Une semaine plus tard, Bisesa interpella Trejago au sujet de cette flirtation. Elle n’entendait rien aux nuances et parla très nettement. Trejago essaya d’en rire, mais Bisesa frappa du pied, un petit pied léger comme une fleur de souci et qui pouvait tenir dans la paume d’une main d’homme.

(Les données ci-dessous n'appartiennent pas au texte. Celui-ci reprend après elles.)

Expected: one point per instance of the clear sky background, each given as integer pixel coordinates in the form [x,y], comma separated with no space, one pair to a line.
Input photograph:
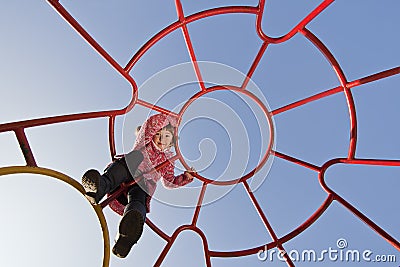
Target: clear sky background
[47,69]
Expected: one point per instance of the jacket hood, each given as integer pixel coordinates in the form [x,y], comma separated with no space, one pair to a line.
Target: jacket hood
[150,127]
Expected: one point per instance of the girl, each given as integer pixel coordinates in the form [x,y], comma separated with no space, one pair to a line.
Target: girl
[152,148]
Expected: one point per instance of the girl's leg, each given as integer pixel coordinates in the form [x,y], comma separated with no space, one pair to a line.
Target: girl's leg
[131,225]
[97,186]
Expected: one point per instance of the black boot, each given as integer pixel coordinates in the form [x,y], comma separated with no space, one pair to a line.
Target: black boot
[131,225]
[97,186]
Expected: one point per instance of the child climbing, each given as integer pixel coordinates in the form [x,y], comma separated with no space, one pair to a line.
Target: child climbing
[152,147]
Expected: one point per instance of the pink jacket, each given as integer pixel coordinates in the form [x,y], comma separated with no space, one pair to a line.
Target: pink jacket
[153,157]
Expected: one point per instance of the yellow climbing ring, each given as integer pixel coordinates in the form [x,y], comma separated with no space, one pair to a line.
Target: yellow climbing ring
[62,177]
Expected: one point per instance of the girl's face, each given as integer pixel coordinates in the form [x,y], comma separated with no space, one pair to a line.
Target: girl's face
[163,139]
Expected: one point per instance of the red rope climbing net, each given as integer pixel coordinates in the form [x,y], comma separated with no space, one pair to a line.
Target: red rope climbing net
[345,88]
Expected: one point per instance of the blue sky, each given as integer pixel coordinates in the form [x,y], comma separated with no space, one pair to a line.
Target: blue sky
[47,69]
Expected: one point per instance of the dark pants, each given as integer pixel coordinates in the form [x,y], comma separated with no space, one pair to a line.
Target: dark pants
[136,200]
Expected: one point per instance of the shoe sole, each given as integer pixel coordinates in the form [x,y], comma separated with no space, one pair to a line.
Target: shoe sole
[130,230]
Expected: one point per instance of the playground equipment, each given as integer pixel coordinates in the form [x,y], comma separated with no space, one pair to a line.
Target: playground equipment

Parmi tout ce qu’on a écrit sur la passion et l’emportement chez les Asiatiques, il y a nombre d’exagérations compilées de seconde main, mais on y trouve aussi une petite part de vérité. Or, quand un Anglais découvre cette part de vérité, il demeure aussi saisi que devant tout éclat de passion qui pourrait survenir dans sa propre sphère honorable et correcte. Bisesa tempêta donc, se mit en fureur et bref menaça de se tuer si Trejago ne renonçait pas sur-le-champ à la Memsahib étrangère qui s’était placée entre eux.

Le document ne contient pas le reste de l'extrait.